Molecular modeling and simulation for the design of dye sensitizers with mono- and di-substituted donor moieties

In the present work, eight donor–bridge–acceptor (D-b-A) moieties with one- and two-electron donor species with different electron acceptor anchoring groups were modeled using density functional theory. A thiophene molecular bridge was used to separate the electron donor moiety from the electron acceptor anchoring group. After the ground-state geometry optimization of these molecular species with a density functional theory-based method, time-dependent density functional theory was employed to investigate the optoelectronic properties.
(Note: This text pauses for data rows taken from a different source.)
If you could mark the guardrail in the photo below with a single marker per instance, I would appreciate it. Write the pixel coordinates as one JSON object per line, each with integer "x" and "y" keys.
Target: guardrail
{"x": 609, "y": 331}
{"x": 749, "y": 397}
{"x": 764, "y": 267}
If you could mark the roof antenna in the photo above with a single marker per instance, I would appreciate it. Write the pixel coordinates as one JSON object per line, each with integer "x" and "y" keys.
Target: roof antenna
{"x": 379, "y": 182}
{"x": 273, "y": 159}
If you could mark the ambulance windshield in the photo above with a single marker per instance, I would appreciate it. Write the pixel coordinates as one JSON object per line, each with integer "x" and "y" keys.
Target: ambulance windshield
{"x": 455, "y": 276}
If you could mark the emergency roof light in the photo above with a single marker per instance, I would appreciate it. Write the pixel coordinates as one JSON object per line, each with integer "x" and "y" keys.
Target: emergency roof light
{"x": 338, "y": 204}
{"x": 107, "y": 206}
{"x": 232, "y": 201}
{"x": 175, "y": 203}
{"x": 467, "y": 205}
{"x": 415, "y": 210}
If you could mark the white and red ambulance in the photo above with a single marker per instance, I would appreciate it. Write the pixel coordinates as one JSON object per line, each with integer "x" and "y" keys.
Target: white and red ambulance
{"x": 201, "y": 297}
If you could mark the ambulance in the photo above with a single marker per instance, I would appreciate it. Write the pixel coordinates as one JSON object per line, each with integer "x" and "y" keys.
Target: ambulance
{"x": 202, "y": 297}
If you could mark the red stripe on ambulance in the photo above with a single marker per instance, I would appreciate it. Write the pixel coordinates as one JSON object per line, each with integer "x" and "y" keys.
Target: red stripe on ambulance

To comprehensively analyze the performance of these modeled dye sensitizers, the absorption wavelength, light-harvesting efficiency, HOMO energy, LUMO energy, open-circuit photovoltage, short-circuit photocurrent density, energy of intramolecular charge transfer, and electron injection efficiency were computed. Based on the computation of these optoelectronic parameters, the performance of mono- and di-substituted D-b-A sensitizers with different electron acceptor anchoring groups was compared. The present investigation indicates that the di-substituted donor moiety may enhance light-harvesting efficiency, short-circuit photocurrent density, and open-circuit photovoltage, resulting in better light-to-power conversion efficiency in dye-sensitized solar cells.